Рыдание вырывается из моего горла, слезы льются по щекам. Я жду, что она добавит «но» или возьмет свои слова назад. Но она этого не делает.
Анжела вытирает щеки мне и себе.
— Все будет хорошо.
Она берет меня за руки, и на мгновение я забываю, где мы. Тепло наполняет мою грудь, когда я снова вижу ее такой после стольких лет раздоров и ссор — любящей, доброй Анжелой, чей свет озаряет самый темный угол.

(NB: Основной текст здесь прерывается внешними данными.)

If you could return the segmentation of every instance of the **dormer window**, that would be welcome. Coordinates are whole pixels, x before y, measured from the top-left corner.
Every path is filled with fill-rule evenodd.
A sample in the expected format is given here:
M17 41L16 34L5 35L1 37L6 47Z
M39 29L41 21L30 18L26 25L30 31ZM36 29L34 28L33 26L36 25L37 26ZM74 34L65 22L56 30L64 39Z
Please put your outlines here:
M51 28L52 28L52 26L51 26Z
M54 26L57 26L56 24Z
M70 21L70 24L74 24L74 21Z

— Анжела, ты здесь изменилась. Ты выглядишь такой… счастливой.
Она тихо смеется.
— Так и есть. Вернее, было. Поначалу. Мне просто нравилось находиться здесь, так далеко от дома. Не нужно было думать, как ты отнесешься к моим поступкам и как на них посмотрят родители. Никакой двусмысленности. Я могла быть сама собой. Разница во времени девять часов. Это заставило меня по-другому взглянуть на наши отношения. Но потом, когда мама с папой погибли, а мы с тобой рассорились, я почувствовала себя абсолютно одинокой в этом мире. Я наговорила тебе гадостей, о чем теперь очень сильно жалею. Расстояние и изоляция заставили меня копнуть глубже и найти…
— Равновесие? — заканчиваю я за нее.
— Ну да… Как-то так.
Мы улыбаемся.
— Ну что ж. Тебе нужно успеть на самолет.
— Должна признаться, — говорит она, — я тоже не совсем понимаю, какие перемены произошли в тебе, но благодарна, что ты жертвуешь собой ради меня.
Она крепко обнимает меня. Я бы никогда не предположила, что Анжела так сильна, если бы не видела ее схватку с Себом.
— Ты моя сестра, Джел, — говорю я.
Моих отпечатков пальцев нет на скальпеле, которым был убит Себ, а видеозапись с камер наблюдения покажет, что Анжела убила его в целях самообороны. Полиция будет рада обнаружить серийного убийцу мертвым. Меня отпустят максимум через несколько дней. Так что не такая уж это и большая жертва.
— Можно тебя кое о чем спросить?
Я размыкаю наши объятия и отстраняюсь.
— Ты помнишь тот день на пляже, когда… когда ты хотела похоронить меня в песке?
Она хмурит брови.
— Ты имеешь в виду тот день, когда ты чуть не умерла от ожога медузы?
— Что?
Анжела делает шаг назад.
— Тебя так обожгла медуза, что ты не могла идти. Ты не дала мне пойти за помощью, потому что боялась остаться одна. Я вымыла тебя морской водой. Ты была вся в ожогах, поэтому мне пришлось засыпать тебя песком и отскабливать слизь ракушкой.
Медуза. Я с детства боюсь этих тварей после их нашествия в бухту Ла-Хойя. В течение нескольких дней вся поверхность моря была покрыта полупрозрачными розовыми и фиолетовыми куполами. Подсознательно я, видимо, отделила это событие и боль от ожога медузы от проделки сестры, которая, как мне казалось, пыталась похоронить меня в песке. Я не связывала эти события между собой и не осознавала, что это одно и то же воспоминание. Итак, все встает на свои места. Почти.